Cat sniffs out breast cancer, saves owner’s life

When Ester Kacev's cat Buddy kept sniffing and biting under her arm, Kavec took the hint: she booked a mammogram.

The mother of three from Dianella, Western Australia, is now a breast-cancer survivor, alive and well thanks to the stray cat she took in several years ago.

"My kids always say that I rescued that cat and now the cat has saved me," Kacev told the Eastern Reporter.

"I never in a million years thought it would happen to me," Kacev said of her cancer diagnosis. "In fact, I had turned down previous appointments because I felt so well and it wasn’t in the family."

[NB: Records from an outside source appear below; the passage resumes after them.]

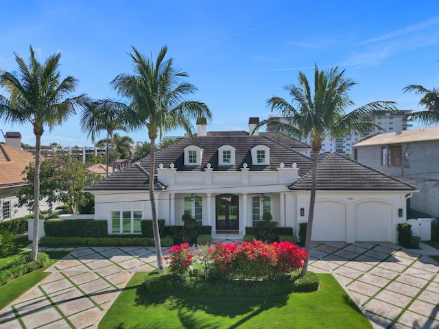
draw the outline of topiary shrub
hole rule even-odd
[[[412,240],[412,226],[407,223],[398,224],[398,243],[402,246],[410,246]]]
[[[212,234],[200,234],[197,236],[197,245],[210,245],[211,243]]]
[[[320,285],[320,279],[314,272],[308,271],[294,281],[294,291],[296,293],[316,291]]]

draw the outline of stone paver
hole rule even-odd
[[[439,250],[421,246],[313,243],[309,269],[334,275],[376,329],[438,329],[439,263],[426,255]],[[156,268],[152,247],[69,251],[49,276],[0,310],[0,329],[23,328],[17,315],[28,328],[97,328],[133,273]]]

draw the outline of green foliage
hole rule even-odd
[[[161,238],[161,242],[163,247],[171,247],[174,245],[174,238],[171,235],[167,235]]]
[[[253,240],[257,240],[256,235],[246,234],[243,236],[242,240],[246,242],[253,242]]]
[[[299,241],[302,245],[305,245],[305,241],[307,239],[307,228],[308,223],[299,223]]]
[[[46,236],[107,236],[108,222],[105,219],[48,219],[44,222]]]
[[[292,243],[297,243],[297,238],[294,235],[279,235],[278,236],[279,241],[288,241]]]
[[[317,274],[308,271],[303,276],[298,276],[294,281],[293,290],[296,293],[305,293],[318,290],[320,280]]]
[[[165,219],[158,219],[158,232],[160,236],[171,235],[165,232]],[[154,232],[152,230],[152,219],[145,219],[141,222],[142,230],[142,236],[145,238],[154,238]]]
[[[6,230],[0,230],[0,257],[3,257],[14,247],[14,235]]]
[[[49,256],[43,252],[38,252],[36,260],[30,261],[30,254],[20,256],[0,269],[0,285],[36,269],[43,267],[49,262]]]
[[[204,245],[206,243],[211,243],[212,242],[211,234],[200,234],[197,236],[197,244]]]
[[[28,185],[17,193],[19,205],[32,208],[34,204],[34,165],[29,163],[23,173]],[[47,198],[51,206],[55,202],[69,205],[71,213],[76,207],[90,202],[89,193],[83,192],[84,188],[99,180],[99,177],[86,169],[85,165],[72,156],[60,156],[45,159],[40,169],[40,200]]]
[[[0,223],[0,231],[8,232],[12,234],[21,234],[27,230],[27,221],[29,218],[34,218],[34,215],[27,215],[23,217],[15,218],[10,221]]]
[[[407,223],[398,224],[398,243],[403,246],[410,245],[412,239],[412,226]]]
[[[43,236],[40,243],[45,245],[154,245],[153,238],[107,236],[91,238],[81,236]]]

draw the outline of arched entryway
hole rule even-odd
[[[222,194],[216,196],[217,230],[239,229],[239,199],[238,196],[233,194]]]

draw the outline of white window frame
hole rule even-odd
[[[112,225],[112,215],[113,212],[119,212],[119,231],[113,231],[113,225]],[[123,212],[130,212],[130,232],[123,232]],[[134,232],[134,212],[140,212],[140,221],[141,221],[141,227],[140,230],[138,232]],[[119,210],[111,210],[110,212],[110,233],[111,234],[142,234],[142,228],[141,228],[141,221],[143,219],[143,212],[140,209],[121,209]]]
[[[230,162],[225,162],[224,160],[224,151],[230,152]],[[231,145],[222,145],[218,147],[218,164],[220,166],[234,166],[235,162],[235,149]]]
[[[254,200],[254,199],[256,199],[257,198],[257,200]],[[270,206],[268,207],[266,206],[267,206],[266,204],[264,204],[268,202],[270,202]],[[257,203],[259,204],[257,205],[257,207],[254,207],[254,203]],[[251,207],[250,215],[252,217],[252,226],[255,226],[256,222],[262,220],[262,215],[263,215],[264,212],[266,212],[267,210],[269,210],[270,213],[272,215],[273,215],[273,198],[271,197],[271,195],[264,195],[264,200],[261,202],[260,195],[252,195],[250,207]],[[258,209],[259,214],[254,214],[253,212],[254,209]],[[253,216],[255,216],[255,215],[258,215],[259,219],[255,219],[253,217]]]
[[[191,195],[185,195],[183,198],[183,214],[187,212],[186,208],[186,202],[189,202],[191,203],[191,210],[190,212],[187,211],[191,217],[197,222],[198,226],[201,226],[203,223],[203,212],[204,212],[204,207],[203,207],[203,198],[201,195],[193,195],[193,200],[191,200]],[[200,207],[195,207],[197,202],[201,202],[201,214],[196,213],[196,209],[200,209]]]
[[[258,151],[263,151],[265,154],[265,162],[258,162]],[[263,166],[270,164],[270,147],[265,145],[257,145],[251,150],[252,162],[253,165]]]
[[[5,212],[8,212],[6,216],[5,216]],[[10,219],[11,212],[11,202],[9,200],[3,200],[1,204],[1,219],[3,221]]]
[[[196,159],[195,162],[189,162],[189,152],[196,151]],[[185,147],[185,166],[199,166],[201,164],[201,157],[203,150],[195,145],[189,145]]]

"Then the strangest thing was happening and I had read stories that animals can sniff out illness and my cat kept doing that to me. It was then that I thought maybe I should go for a mammogram and that’s how it was detected," she added.

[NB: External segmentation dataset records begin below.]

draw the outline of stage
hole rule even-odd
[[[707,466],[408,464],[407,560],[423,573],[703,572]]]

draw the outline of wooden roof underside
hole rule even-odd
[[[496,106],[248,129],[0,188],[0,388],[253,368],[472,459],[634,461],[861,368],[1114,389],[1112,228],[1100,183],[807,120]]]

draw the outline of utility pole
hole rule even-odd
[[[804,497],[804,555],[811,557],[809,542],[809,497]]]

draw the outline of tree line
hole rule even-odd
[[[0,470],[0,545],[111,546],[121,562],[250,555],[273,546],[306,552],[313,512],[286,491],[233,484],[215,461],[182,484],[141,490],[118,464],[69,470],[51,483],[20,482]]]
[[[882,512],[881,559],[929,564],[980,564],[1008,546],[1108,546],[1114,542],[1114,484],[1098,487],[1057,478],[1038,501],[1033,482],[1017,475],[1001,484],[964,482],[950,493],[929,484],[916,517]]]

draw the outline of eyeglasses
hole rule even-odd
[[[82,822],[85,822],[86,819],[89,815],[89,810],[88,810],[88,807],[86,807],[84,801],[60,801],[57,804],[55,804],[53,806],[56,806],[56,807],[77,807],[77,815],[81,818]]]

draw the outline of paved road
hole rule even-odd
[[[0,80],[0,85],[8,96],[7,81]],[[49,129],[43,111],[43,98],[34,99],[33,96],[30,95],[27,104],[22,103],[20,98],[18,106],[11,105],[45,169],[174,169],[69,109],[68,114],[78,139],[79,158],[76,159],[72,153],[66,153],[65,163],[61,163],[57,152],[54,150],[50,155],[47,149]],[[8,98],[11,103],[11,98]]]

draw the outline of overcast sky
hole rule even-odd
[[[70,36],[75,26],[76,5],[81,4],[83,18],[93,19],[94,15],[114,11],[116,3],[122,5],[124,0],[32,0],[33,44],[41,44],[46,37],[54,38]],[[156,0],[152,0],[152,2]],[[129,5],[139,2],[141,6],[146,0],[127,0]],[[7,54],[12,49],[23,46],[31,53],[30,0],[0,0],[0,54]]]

After surgery and radiation, Kacev went into remission. Buddy the cat no longer sniffs under her arm.

"I’m a private person but if someone reads my story and it helps save at least one life, then it’s all worth it," she told the Eastern Reporter. "I'm not going to let this stop me, I'm one of the lucky ones because they found it and it was caught early."

Kacev will be running in the Mother's Day Classic on Sunday, May 12, with her husband, twin daughters and son to raise money for breast cancer research.